Fish and the fish trade are an inextricable part of life here. But overfishing and pollution have been putting a strain on the lake for years now, while the introduction of the Nile perch in the 1950s has led to the extinction of native species.

All the while, the population around the lake is growing and more fish are needed to feed them.

When and why the practice of jaboya was established is not clear.

Irene Ojuok, an environment management expert at aid organisation World Vision, has her own theory. “At some point, the demand for fish just couldn’t be met,” she says.

The competition for fish was so great and job opportunities so limited that the fishermen could choose what they wanted from the saleswomen. “So the women became the victims of circumstance,” says Ojuok.

Jaboya can have deadly consequences. “So many women have got illnesses,” Anjango remembers. “Some of them have died because of this work.”

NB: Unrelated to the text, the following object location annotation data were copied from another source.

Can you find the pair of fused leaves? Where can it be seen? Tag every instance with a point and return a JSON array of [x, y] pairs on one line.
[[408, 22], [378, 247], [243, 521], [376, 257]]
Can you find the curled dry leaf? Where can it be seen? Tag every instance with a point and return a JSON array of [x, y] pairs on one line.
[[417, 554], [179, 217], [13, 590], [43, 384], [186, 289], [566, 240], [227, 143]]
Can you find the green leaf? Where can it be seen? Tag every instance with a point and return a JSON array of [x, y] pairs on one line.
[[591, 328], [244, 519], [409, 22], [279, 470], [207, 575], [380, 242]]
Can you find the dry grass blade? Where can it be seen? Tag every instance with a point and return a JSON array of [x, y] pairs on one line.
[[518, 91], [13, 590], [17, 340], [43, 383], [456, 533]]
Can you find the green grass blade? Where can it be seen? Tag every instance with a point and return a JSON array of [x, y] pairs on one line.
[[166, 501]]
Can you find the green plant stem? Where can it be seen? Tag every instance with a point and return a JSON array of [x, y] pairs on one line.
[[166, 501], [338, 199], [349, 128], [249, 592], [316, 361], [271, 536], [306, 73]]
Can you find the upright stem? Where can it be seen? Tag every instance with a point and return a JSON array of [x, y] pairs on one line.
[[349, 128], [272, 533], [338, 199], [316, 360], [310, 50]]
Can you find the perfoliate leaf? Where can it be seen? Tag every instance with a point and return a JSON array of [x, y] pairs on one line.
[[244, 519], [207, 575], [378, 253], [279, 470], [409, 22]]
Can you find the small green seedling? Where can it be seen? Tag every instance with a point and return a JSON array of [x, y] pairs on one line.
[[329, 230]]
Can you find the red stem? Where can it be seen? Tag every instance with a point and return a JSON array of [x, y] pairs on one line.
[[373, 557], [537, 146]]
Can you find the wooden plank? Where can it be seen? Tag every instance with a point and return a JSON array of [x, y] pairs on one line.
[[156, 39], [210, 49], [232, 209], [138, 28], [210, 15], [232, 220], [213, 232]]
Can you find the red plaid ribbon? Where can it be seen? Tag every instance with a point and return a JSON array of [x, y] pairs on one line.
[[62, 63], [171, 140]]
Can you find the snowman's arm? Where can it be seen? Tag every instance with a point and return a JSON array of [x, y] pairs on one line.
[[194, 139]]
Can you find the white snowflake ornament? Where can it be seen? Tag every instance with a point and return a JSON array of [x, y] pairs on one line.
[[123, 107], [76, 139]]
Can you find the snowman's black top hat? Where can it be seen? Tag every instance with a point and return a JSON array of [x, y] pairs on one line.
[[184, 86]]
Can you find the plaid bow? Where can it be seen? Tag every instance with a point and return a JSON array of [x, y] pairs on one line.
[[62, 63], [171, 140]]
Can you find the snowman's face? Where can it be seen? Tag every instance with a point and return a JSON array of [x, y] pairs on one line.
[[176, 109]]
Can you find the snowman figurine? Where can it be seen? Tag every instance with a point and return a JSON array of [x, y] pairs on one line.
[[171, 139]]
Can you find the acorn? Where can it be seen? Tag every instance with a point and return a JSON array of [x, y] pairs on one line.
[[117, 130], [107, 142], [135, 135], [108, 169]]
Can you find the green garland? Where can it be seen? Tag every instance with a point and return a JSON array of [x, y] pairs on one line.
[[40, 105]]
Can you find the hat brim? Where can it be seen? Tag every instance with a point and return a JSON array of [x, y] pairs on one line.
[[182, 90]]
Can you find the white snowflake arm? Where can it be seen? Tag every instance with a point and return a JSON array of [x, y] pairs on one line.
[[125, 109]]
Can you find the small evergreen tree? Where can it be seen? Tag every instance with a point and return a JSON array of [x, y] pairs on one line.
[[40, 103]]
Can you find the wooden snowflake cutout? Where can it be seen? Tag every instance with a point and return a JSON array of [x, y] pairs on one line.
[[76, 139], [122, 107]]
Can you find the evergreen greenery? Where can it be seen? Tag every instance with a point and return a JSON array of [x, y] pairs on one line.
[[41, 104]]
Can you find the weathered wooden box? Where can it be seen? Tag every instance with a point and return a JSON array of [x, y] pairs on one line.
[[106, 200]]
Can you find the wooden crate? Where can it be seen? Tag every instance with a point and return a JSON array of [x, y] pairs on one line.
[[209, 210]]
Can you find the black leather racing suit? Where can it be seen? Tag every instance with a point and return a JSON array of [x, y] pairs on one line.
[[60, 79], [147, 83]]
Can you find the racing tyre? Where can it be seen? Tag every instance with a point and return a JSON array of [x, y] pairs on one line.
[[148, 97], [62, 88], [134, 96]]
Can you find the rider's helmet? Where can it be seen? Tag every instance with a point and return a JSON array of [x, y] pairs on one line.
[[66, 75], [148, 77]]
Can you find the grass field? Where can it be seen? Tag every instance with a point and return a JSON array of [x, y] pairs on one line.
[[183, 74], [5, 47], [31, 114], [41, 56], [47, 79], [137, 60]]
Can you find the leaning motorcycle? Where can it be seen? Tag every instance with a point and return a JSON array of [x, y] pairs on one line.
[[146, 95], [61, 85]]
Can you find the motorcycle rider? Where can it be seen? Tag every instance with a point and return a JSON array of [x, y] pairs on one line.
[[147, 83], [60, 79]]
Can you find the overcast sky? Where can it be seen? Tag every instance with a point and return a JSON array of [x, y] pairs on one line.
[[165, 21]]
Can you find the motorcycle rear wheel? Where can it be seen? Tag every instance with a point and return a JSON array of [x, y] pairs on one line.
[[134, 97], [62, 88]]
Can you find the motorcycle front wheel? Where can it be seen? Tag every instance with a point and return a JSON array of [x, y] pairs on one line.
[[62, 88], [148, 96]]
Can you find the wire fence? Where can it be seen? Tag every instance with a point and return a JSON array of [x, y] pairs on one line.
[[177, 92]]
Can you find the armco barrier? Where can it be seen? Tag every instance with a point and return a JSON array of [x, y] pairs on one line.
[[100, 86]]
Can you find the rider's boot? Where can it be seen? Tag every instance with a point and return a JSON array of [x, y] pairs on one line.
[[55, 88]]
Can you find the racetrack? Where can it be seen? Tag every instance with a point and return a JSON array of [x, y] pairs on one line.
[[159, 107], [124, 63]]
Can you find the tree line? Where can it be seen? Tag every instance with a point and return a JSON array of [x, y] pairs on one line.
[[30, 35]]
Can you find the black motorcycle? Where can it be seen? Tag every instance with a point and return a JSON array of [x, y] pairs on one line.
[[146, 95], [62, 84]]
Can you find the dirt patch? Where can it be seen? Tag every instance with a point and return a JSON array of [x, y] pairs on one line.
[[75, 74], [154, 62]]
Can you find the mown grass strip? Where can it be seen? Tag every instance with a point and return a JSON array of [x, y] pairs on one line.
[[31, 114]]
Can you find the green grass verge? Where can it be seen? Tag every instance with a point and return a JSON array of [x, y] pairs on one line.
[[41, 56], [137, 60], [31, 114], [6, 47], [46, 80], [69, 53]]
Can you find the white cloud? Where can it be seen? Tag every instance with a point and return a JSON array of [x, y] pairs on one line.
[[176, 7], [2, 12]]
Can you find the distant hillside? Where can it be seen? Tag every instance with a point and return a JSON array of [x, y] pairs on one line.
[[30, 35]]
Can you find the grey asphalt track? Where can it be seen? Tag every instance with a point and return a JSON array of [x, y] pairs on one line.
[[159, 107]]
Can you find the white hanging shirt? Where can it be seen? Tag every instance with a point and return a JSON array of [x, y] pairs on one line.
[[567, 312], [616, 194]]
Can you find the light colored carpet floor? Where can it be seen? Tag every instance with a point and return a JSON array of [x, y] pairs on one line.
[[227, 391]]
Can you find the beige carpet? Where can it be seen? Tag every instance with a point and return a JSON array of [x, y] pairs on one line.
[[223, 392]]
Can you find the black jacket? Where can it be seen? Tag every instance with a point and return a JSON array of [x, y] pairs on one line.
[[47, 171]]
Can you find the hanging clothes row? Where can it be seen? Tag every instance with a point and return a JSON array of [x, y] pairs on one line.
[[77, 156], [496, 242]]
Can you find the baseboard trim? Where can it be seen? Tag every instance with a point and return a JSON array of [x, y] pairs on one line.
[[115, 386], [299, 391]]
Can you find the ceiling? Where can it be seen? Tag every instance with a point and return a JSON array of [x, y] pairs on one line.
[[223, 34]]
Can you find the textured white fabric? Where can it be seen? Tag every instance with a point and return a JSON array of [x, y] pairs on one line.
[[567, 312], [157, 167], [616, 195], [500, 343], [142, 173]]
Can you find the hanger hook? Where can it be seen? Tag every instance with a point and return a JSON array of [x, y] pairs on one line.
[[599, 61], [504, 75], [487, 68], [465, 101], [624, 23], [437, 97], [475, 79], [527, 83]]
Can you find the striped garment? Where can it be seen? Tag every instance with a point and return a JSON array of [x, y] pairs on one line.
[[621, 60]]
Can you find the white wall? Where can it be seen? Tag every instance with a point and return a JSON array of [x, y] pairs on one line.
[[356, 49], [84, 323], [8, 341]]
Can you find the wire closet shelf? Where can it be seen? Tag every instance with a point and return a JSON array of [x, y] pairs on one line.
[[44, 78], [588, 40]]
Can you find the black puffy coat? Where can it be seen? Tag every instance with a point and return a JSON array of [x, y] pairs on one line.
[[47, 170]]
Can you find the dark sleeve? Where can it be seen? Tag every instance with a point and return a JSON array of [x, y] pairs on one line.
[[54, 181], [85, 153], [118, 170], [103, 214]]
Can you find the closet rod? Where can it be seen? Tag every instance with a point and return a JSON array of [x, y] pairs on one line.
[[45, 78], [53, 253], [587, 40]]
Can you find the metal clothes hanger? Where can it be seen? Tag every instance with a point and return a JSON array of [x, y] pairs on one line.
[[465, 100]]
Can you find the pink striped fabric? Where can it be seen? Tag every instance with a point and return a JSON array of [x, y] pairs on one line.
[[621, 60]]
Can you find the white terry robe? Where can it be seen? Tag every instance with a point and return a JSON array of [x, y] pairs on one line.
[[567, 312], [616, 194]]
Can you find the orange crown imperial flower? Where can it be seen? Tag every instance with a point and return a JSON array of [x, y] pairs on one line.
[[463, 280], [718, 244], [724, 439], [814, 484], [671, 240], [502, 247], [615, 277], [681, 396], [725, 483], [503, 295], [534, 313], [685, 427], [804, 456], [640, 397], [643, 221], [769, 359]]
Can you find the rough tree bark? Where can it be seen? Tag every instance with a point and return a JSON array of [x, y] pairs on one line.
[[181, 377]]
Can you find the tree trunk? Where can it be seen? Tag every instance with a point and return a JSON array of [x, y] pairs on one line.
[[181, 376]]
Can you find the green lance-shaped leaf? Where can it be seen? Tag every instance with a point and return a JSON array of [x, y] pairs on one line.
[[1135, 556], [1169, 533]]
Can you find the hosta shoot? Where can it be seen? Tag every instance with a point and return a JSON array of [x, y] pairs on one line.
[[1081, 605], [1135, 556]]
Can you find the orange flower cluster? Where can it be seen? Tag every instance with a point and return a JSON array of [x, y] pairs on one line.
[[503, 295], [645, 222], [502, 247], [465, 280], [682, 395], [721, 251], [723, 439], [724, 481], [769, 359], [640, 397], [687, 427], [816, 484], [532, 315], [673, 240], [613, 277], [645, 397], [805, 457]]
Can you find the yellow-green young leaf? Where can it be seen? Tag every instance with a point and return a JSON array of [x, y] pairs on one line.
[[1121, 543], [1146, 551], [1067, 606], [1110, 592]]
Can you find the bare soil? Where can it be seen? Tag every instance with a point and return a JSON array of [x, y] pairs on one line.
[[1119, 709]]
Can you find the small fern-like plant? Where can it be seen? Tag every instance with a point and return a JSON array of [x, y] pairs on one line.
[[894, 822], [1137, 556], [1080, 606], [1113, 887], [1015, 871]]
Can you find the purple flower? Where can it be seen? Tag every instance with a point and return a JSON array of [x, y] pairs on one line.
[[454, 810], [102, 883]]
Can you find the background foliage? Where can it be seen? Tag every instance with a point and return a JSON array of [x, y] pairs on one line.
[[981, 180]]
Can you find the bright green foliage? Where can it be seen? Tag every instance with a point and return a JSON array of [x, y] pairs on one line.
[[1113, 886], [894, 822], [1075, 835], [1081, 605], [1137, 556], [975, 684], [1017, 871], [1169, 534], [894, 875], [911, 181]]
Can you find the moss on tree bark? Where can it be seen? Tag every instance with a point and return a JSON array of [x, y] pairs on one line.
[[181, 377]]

Around 1.5 million Kenyans live with HIV, the virus which causes AIDS, according to the Health Ministry. That’s around 5.9 per cent of people above the age of 15.

And the region with by far the highest HIV rate is the one around Lake Victoria. In the county of Homa Bay, where Sindo Beach is located, around 26 per cent of the population is HIV positive.

“The jaboya problem is one of the main factors behind the high HIV rates in the region around the lake,” says Ojuok.

Fishermen leave the beach at Sindo, around an hour and a half’s drive down bumpy roads from the town of Homa Bay, at night and return in the early morning.

The women are waiting for them. They’ve slept with the fishermen beforehand, says Anjango, so they can be sure they won’t come away empty-handed.

If you’re a fisherman’s particular “girlfriend” you might get a slightly bigger share of the catch, she says. Or you might be served first and get the freshest fish, which will sell best at the market.

But sex doesn’t replace money. “You have to have sex with a fisherman. But after the sex you have to pay him,” says Caroline Alima, a 38-year-old who was also a fish seller for many years. “So the sex is basically free.”

A full bucket of fish, around 35 kilos, costs around 1 000 shillings (10 dollars).

Collins Ochieng, the local government administrator at Sindo Beach, admits that “some women” have sex with the fishermen at his beach.

It happens in secret, he says. Many of the women are very poor; often, they are widows.

“The women try by any means to get the fish,” he says. And because the population is growing, the problem is getting worse.

The sun is now high in the sky, beating down on the beach, and most of the women have collected their fish. With the help of other women, they lay out huge nets on the sand and fasten them down with large stones.

The fish have to be dried so they can sell them later at the market. If they remain wet for too long, they spoil.

If you ask them about jaboya, most of the women will talk about it, but few will admit to doing it themselves.

Jaboya seems almost impossible to combat, but World Vision and other organizations are trying to train women up in other professions in order to free them from it.

Anjango and her husband have been breeding fish since last year in their own pond, which is around half the size of a tennis court.

Life is much easier now, she says. “You earn more and the work is easier.” She is speaking just a few metres away from the lake which for years guaranteed her income but also inflicted so much shame and pain.

One of her three daughters sells fish now too, but she only buys it at the market, says Anjango. “She keeps right away from the beaches.”